The Power of CRISPR-Cas3
The naturally occurring CRISPR-Cas system in bacteria can be based on any one of a number of enzymes in the Cas family. While Cas9 has been getting all of the press coverage, the Ke lab has been exploring its more complicated cousin, CRISPR-Cas3, which is very popular among bacteria. Almost 50 percent of the known CRISPR-Cas systems in nature use Cas3, Ke explains. “Cas3 has different composition and activity than Cas9,” he says. “Not only does Cas3 cleave the DNA, but it also shreds it into pieces. The consequences are dramatic. The ability of Cas3 to erase the viral genome completely may have contributed to its popularity among bacteria.”
Although it is powerful, CRISPR-Cas3 is rarely used in genome-editing applications because of its sophistication. “It’s hard to tame for genome-editing applications in human cells,” Ke says. “That’s why we started with doing the basic science to first understand how it works in test tubes.”
Once Ke and his lab had a good handle on how the system works, they established collaborations with other researchers — including genome-editing expert Yan Zhang at the University of Michigan — to utilize CRISPR-Cas3 for genome editing in human cells.

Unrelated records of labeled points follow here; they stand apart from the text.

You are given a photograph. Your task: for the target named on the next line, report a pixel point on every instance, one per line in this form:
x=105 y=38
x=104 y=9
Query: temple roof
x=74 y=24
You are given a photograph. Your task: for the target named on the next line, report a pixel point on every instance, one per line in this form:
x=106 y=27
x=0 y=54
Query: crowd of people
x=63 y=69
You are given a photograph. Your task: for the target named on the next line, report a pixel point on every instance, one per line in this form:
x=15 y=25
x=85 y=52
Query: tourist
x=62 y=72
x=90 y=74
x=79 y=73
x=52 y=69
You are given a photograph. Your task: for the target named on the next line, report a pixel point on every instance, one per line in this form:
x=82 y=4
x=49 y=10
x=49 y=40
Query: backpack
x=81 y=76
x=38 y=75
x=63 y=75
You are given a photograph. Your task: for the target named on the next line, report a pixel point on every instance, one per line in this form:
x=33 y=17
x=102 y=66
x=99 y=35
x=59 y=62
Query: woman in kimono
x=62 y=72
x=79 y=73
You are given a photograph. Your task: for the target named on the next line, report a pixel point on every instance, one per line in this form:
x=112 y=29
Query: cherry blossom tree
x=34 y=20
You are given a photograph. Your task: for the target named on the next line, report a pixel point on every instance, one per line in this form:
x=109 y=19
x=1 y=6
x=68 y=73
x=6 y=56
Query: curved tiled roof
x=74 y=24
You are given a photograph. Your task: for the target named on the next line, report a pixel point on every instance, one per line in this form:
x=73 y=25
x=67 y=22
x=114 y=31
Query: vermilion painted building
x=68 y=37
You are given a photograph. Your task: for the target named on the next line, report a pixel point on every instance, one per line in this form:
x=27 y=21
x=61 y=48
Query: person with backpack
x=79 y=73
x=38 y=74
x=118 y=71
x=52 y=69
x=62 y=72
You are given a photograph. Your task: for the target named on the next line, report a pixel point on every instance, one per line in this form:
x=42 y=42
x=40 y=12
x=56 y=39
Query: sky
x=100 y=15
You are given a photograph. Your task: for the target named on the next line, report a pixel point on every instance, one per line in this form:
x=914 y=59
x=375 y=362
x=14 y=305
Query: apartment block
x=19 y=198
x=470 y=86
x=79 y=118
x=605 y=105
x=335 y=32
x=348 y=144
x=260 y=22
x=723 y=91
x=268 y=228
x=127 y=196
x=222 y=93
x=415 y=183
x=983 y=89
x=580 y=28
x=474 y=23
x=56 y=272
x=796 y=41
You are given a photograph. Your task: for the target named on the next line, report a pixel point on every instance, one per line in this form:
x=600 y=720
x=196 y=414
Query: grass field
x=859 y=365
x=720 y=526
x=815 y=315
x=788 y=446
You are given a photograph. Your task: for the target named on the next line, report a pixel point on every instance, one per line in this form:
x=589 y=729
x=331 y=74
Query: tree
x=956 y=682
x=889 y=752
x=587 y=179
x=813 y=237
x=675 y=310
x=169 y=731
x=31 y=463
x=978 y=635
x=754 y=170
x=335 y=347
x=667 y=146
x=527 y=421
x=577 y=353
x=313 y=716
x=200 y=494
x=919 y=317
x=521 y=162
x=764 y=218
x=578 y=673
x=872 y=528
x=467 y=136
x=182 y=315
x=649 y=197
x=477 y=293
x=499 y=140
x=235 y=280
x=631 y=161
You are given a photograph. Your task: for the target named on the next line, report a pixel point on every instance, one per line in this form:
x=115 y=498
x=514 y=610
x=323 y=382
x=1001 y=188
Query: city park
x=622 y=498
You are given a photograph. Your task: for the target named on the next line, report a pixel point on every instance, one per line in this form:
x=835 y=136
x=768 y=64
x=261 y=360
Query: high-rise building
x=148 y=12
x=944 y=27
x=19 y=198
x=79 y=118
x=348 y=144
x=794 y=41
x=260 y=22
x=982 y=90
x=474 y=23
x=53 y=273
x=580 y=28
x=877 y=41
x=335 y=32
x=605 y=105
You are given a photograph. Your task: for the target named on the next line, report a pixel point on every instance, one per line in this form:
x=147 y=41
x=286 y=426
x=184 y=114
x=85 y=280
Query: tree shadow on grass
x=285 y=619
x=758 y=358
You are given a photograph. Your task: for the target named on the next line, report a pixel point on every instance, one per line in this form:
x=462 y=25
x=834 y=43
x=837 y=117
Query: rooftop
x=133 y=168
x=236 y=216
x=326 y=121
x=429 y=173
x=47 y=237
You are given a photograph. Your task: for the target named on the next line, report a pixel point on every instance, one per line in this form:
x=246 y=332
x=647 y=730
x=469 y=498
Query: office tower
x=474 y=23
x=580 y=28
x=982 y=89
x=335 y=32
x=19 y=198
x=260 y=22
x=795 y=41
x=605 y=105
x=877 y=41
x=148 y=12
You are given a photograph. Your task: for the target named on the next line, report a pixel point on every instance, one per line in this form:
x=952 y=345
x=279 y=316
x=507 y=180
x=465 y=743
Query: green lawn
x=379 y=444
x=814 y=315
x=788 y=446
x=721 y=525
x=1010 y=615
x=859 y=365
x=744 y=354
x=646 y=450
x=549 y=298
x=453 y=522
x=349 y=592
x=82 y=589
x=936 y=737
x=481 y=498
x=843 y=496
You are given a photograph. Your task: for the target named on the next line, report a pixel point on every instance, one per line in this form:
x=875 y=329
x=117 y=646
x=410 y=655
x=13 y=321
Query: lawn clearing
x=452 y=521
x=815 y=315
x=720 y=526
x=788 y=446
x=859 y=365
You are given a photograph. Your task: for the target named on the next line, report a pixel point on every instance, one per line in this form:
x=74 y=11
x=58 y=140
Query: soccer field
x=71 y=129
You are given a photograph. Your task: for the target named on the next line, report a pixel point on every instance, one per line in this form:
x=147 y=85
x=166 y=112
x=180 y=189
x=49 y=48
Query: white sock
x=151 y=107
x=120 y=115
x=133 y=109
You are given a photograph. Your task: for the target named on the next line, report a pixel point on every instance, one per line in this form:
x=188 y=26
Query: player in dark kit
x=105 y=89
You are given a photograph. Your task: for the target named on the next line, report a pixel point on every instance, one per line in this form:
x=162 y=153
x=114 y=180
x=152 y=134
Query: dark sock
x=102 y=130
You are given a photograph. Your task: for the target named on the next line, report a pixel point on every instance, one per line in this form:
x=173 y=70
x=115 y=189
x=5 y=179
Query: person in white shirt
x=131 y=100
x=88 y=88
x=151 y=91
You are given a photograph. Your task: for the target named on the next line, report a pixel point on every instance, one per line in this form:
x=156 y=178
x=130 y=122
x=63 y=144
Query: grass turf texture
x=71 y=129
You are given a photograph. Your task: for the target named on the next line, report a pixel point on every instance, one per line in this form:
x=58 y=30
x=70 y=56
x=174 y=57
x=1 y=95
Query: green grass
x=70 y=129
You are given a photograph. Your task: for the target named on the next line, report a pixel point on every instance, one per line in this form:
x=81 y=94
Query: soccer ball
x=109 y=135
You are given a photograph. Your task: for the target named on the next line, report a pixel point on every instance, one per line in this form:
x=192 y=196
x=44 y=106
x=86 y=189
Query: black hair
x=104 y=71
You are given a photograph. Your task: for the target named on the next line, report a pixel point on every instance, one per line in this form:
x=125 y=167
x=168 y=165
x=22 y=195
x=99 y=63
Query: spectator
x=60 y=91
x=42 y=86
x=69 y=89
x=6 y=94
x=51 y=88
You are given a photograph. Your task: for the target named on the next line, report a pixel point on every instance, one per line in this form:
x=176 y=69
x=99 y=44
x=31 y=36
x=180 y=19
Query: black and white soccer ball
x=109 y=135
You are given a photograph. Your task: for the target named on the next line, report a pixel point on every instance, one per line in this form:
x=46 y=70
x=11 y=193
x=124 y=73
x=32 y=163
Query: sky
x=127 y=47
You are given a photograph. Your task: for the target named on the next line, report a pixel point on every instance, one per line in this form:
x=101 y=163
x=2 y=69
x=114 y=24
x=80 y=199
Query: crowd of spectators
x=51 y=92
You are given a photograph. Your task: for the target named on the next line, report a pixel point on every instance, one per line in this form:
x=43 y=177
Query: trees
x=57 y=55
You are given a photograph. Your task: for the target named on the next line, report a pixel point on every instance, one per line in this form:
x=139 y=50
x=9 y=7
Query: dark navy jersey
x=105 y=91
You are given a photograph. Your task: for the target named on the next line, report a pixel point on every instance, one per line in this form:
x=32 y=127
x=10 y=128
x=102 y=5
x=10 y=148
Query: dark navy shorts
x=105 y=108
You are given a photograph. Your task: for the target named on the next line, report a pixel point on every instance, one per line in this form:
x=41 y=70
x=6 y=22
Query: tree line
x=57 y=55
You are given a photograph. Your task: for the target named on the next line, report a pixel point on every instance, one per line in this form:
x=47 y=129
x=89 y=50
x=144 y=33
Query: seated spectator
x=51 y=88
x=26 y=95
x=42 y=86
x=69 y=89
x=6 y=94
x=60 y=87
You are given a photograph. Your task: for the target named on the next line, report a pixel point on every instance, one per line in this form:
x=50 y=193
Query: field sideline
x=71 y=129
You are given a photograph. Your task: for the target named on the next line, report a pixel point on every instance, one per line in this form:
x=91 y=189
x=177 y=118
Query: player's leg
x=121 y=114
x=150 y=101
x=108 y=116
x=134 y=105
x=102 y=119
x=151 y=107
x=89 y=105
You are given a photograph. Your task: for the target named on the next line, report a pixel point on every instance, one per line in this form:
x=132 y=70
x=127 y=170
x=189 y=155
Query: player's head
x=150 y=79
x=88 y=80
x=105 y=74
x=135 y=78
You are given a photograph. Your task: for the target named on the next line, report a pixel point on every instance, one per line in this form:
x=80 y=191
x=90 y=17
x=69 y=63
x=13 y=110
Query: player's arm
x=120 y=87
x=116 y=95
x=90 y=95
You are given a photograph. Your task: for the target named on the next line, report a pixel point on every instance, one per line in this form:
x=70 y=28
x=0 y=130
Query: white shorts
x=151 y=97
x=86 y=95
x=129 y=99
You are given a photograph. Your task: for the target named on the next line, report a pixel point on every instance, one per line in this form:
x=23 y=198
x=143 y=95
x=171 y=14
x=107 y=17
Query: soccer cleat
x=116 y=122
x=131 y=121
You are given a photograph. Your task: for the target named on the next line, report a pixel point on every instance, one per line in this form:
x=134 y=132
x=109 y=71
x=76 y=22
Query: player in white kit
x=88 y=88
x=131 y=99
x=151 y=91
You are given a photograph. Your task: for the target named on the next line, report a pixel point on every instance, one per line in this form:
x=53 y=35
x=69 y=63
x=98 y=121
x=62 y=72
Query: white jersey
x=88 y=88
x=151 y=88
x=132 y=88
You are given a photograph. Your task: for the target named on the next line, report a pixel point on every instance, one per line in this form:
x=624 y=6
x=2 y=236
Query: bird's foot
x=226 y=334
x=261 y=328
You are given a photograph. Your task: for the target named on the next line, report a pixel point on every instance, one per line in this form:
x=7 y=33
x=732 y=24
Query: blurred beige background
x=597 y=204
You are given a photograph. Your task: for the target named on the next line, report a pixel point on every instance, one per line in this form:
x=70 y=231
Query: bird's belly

This work paved the way for CRISPR-Cas3’s potential application to treat human genetic diseases and to eradicate viruses, such as herpes and hepatitis B, that infect human cells persistently.
“There are still lots of hurdles we’ll need to overcome,” Ke says. “For example, how do we deliver our CRISPR-Cas3 tool into cells? We also need to make sure that any CRISPR-Cas3–based therapeutic is both effective and safe.”
Ke and his lab are looking at multiple applications for their CRISPR-Cas3 tool. “One idea we had was to program it to shred a viral genome into pieces, in the same way a bacteria would use it,” Ke says. “But we have another idea that gets us really excited: the possibility of using it as an anticancer treatment.”
Ke points out that humanity is entering an era of personalized medicine, wherein therapies will be tailored precisely for individuals. “We will be using ever more powerful therapeutic tools, and we’re going to target diseases with ever higher accuracy,” he says. “Our CRISPR-Cas3 anticancer application has the potential to be part of that. We’re targeting specific mutations in cancer cells to achieve a cure. If our approach turns out to be successful, then this will be really impactful research.”
When Ke started out as a scientist in 2008, CRISPR was a new frontier in RNA biology. “There were only about 30 papers published on CRISPR, and I read every one of them,” he says. “Today there are tens of thousands of papers published. I can’t keep up with them. When a field is healthy like this, you see the publications go up in an exponential curve.
“I remember reading those early papers and wondering what mechanisms led to the behavior of those macromolecules,” he continues. “We were all scratching our heads, trying to come up with explanations. When we finally began to understand the mechanisms, the payoff went beyond our wildest dreams.”